Avant-Critique Récit

Qomolangma, 8 882 m. Dans les pays himalayens (Népal, Inde, Tibet), dont la Chine, à l'origine, ne faisait pas partie, le mont Everest se nomme Qomolangma. C'est une déesse, comme Annapurna. À partir des années 1950, pour des raisons de propagande, Mao, à peine installé au pouvoir, s'était mis en tête que des alpinistes chinois seraient en mesure de conquérir ce sommet, le plus haut du monde, à partir du versant tibétain. Le « Pays des neiges » subissant, dès 1950, une première invasion massive qui conduira à l'écrasement de 1959, à la fuite du dalaï-lama en exil vers l'Inde (où il réside toujours), puis à l'annexion et au génocide culturel désormais accomplis et irréversibles.

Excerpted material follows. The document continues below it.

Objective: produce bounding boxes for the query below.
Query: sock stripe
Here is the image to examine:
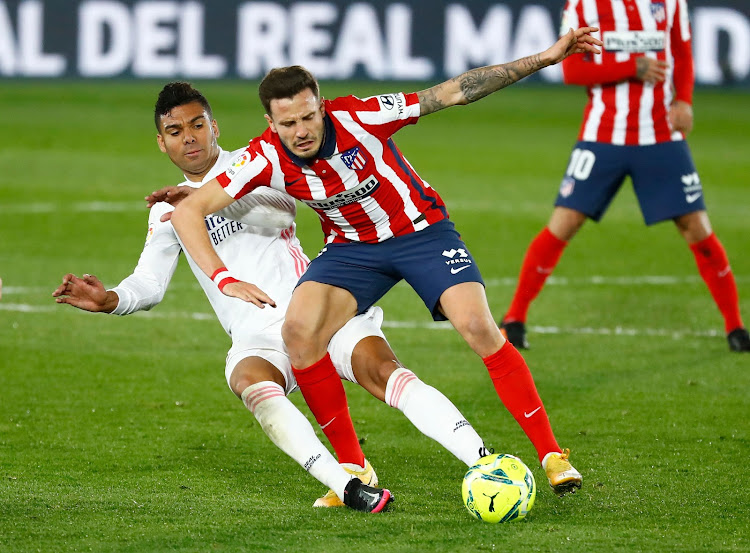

Or, il n'y avait pas d'alpinistes chinois ! Le dictateur communiste s'est donc tourné vers le « pays frère » (de l'époque), c'est-à-dire l'URSS de Staline, qui s'était servi de l'alpinisme pour légitimer son règne, et de Khrouchtchev qui, lui, s'en fichait. Et c'est en écrivant son récit sur les Alpinistes de Staline (Stock, 2020, prix Albert-Londres du livre), que Cédric Gras est tombé sur ces pionniers chinois, quasiment inconnus en Occident, mal documentés dans leur propre pays, et retombés dans l'oubli après une courte période de gloire. C'étaient des étudiants, des paysans, des ouvriers, sans expérience aucune, recrutés de force et formés à la hâte par leurs homologues russes. Puis lancés à l'assaut des montagnes, d'abord en collaboration, ensuite seuls. Ils s'appelaient Xu Jing, Liu Lianman, Shi Zhanchun, Wang Fuzhou, Qu Yinhua, sans oublier le sherpa Gonpo, un Tibétain collabo des Chinois, qui a fait une petite carrière au sein du Parti. En 2008, c'est lui qui, à Lhassa, a brièvement porté la flamme olympique, tandis que ses frères et de jeunes moines s'immolaient pour attirer l'attention du monde libre sur le sort de leur pays martyr. En vain.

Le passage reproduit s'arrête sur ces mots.